A conformal field theory (CFT) is a quantum field theory that is invariant under conformal transformations. In two dimensions, there is an infinite-dimensional algebra of local conformal transformations, and conformal field theories can sometimes be exactly solved or classified.
Conformal field theory has important applications to string theory, statistical mechanics, and condensed matter physics. Statistical and condensed matter systems are indeed often conformally invariant at their thermodynamic or quantum critical points.
While it is possible for a quantum field theory to be scale invariant but not conformally-invariant, examples are rare. For this reason, the terms are often used interchangeably in the context of quantum field theory, even though the scale symmetry group is smaller.

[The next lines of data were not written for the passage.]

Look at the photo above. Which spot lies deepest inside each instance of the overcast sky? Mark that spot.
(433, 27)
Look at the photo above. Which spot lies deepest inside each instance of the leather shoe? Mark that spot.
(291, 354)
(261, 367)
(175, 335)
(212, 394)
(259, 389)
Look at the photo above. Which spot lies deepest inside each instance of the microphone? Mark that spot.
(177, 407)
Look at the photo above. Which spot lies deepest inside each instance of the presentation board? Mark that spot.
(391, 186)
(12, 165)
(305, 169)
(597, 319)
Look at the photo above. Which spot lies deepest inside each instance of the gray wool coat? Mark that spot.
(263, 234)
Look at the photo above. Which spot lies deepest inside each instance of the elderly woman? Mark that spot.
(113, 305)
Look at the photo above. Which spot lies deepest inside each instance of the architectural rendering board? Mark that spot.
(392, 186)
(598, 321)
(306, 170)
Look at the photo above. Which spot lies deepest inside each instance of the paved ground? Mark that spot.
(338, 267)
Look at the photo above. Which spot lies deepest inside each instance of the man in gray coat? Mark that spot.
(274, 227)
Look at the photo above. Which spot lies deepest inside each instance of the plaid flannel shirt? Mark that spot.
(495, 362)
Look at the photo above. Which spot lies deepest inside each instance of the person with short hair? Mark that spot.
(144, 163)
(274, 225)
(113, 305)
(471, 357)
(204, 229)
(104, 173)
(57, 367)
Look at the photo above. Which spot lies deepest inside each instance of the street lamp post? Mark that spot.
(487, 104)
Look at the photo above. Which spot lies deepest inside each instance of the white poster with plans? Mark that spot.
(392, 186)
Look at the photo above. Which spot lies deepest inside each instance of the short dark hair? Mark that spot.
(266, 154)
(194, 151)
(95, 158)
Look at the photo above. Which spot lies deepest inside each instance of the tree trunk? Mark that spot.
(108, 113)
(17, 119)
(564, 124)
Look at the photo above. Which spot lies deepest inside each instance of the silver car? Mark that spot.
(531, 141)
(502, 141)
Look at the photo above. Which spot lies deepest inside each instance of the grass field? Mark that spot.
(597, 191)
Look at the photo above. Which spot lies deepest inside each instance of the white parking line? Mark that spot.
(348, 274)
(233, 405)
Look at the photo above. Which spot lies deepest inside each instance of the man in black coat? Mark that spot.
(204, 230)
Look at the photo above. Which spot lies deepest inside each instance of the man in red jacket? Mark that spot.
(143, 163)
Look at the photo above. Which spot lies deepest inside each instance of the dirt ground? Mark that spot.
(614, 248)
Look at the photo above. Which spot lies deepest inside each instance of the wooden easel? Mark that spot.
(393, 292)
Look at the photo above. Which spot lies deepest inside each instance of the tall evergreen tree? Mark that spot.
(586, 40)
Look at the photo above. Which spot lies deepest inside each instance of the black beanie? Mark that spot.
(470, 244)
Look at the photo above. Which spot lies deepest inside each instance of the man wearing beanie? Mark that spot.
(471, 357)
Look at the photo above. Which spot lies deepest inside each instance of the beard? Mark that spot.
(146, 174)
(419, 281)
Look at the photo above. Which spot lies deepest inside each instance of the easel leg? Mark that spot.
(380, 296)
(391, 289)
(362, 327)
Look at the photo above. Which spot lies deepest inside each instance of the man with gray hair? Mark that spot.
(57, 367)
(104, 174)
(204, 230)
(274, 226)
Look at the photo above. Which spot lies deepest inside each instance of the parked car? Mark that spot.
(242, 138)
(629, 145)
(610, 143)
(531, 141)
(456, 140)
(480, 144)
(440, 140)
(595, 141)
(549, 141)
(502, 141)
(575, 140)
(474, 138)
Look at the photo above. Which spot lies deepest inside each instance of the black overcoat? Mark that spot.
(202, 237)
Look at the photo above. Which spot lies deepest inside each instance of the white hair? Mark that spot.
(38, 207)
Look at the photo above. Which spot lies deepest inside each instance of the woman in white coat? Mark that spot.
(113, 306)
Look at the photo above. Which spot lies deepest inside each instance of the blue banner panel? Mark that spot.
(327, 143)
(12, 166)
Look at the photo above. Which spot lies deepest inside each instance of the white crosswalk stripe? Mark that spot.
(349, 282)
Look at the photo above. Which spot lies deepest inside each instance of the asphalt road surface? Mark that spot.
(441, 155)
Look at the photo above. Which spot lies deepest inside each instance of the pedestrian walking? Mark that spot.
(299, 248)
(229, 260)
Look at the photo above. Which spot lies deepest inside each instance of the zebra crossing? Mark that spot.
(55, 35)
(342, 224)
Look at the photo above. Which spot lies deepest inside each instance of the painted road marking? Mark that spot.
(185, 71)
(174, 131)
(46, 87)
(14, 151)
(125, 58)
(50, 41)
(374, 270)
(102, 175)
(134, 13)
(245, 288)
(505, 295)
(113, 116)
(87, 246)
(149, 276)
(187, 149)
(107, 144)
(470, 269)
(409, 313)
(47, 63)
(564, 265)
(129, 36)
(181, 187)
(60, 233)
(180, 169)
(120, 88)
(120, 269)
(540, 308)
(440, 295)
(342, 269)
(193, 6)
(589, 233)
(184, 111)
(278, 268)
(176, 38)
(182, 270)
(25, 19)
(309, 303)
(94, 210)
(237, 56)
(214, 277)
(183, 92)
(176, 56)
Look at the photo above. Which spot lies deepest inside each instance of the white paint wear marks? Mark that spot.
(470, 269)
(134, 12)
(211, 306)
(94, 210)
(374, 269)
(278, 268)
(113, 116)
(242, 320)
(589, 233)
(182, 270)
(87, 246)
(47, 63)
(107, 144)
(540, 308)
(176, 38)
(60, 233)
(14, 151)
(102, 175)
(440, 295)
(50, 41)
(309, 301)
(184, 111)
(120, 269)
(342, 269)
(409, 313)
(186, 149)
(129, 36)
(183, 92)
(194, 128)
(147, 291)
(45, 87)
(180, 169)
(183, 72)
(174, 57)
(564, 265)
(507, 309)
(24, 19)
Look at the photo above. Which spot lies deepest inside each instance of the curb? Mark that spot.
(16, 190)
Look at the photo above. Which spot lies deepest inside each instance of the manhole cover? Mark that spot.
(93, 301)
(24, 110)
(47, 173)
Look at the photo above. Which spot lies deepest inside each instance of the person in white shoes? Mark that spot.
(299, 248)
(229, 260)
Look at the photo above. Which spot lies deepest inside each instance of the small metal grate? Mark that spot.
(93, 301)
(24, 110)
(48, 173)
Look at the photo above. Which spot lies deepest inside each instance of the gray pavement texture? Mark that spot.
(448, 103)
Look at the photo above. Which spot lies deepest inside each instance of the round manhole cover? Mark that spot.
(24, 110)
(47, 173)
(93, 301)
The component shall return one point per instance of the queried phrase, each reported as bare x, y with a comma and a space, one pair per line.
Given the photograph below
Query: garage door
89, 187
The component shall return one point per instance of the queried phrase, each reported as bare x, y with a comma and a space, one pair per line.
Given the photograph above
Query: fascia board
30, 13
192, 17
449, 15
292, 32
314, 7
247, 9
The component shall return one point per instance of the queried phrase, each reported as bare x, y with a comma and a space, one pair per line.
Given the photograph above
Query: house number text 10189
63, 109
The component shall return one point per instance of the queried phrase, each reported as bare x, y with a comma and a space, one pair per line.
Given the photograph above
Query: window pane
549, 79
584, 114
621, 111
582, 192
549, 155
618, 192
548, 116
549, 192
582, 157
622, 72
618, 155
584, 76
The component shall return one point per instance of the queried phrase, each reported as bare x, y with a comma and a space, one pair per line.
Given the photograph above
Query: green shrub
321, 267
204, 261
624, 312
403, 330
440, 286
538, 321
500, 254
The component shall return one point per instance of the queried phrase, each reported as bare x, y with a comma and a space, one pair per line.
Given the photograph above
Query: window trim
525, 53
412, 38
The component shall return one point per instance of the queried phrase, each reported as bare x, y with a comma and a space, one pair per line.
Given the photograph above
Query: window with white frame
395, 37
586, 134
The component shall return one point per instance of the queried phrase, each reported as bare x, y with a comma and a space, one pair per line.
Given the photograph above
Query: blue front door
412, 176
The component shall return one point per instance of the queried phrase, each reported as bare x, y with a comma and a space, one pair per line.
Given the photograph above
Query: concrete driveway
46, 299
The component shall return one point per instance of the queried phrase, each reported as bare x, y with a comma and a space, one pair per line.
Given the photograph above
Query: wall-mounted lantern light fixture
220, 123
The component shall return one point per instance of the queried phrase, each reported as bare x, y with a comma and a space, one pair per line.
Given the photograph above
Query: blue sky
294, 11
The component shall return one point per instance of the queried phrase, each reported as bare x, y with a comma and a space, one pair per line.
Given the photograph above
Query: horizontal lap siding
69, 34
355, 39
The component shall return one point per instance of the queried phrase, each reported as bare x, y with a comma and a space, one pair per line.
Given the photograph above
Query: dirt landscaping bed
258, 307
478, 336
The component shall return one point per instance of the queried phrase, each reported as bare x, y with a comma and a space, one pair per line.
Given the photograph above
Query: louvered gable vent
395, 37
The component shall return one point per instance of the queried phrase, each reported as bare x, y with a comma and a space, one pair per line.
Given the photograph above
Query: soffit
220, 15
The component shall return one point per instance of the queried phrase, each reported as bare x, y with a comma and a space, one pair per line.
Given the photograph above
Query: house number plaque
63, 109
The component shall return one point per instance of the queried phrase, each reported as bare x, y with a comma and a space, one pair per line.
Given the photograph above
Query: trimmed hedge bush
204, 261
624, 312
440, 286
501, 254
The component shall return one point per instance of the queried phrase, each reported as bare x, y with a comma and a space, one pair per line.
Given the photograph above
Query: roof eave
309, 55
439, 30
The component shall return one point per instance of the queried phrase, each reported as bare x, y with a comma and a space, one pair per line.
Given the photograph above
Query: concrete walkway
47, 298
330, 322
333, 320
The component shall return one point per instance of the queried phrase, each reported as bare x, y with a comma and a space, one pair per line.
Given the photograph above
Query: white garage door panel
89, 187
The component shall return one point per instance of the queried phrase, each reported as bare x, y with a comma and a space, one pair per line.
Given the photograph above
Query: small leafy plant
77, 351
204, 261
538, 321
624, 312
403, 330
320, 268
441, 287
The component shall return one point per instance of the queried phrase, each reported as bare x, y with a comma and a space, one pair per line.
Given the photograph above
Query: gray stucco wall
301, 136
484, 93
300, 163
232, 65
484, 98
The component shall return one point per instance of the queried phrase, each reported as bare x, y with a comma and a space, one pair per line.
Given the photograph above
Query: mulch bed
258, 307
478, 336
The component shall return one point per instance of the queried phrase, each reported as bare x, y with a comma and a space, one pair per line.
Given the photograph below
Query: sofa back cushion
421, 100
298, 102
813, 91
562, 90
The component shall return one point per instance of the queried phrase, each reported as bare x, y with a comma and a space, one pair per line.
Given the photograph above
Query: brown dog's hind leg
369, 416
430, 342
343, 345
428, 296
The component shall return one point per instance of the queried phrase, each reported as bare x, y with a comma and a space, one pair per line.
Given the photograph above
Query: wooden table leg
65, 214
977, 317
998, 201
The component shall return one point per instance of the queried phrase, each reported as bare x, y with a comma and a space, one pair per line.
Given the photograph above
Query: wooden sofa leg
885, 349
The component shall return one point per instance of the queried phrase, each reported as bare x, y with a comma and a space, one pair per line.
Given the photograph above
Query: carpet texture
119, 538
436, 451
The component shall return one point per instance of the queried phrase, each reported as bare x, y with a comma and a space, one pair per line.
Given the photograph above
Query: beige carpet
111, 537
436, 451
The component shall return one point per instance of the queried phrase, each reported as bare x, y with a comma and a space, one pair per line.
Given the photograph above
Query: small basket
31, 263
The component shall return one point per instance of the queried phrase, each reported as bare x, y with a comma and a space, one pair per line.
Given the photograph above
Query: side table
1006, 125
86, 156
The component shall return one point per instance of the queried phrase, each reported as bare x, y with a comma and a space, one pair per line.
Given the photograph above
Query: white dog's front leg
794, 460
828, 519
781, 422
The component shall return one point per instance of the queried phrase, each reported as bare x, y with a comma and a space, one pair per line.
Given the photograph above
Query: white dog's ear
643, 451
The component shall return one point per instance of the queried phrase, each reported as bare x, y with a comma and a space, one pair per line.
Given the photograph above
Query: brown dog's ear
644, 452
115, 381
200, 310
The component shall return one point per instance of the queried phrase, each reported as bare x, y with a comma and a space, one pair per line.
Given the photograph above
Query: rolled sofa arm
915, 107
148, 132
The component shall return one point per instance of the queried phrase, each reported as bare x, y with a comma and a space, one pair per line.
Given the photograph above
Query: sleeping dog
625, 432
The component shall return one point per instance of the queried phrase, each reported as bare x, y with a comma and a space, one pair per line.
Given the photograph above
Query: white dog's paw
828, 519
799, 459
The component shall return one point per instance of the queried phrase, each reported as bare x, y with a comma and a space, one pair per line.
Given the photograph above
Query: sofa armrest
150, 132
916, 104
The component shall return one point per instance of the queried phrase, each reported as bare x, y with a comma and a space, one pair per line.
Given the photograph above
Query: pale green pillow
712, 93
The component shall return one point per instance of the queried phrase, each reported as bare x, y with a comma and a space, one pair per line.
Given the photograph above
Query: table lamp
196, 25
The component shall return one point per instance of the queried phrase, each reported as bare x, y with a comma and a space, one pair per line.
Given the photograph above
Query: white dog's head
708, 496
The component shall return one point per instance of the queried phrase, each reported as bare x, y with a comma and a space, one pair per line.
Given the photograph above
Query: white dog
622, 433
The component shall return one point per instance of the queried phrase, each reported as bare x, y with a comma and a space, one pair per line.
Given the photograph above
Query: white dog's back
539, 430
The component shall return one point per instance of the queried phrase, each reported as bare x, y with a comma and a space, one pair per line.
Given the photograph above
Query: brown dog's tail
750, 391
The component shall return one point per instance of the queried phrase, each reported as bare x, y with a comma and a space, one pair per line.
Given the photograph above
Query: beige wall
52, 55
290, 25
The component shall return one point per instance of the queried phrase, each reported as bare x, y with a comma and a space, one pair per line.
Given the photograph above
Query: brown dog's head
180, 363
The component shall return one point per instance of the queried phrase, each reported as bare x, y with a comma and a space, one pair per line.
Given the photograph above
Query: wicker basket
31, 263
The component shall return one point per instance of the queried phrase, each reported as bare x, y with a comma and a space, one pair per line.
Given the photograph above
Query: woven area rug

In some particular cases it is possible to prove that scale invariance implies conformal invariance in a quantum field theory, for example in unitary compact conformal field theories in two dimensions.
There are two versions of 2D CFT: 1) Euclidean, and 2) Lorentzian. The former applies to statistical mechanics, and the latter to quantum field theory. The two versions are related by a Wick rotation.
Two-dimensional CFTs are (in some way) invariant under an infinite-dimensional symmetry group. For example, consider a CFT on the Riemann sphere. It has the Möbius transformations as the conformal group, which is isomorphic to (the finite-dimensional) PSL(2,C).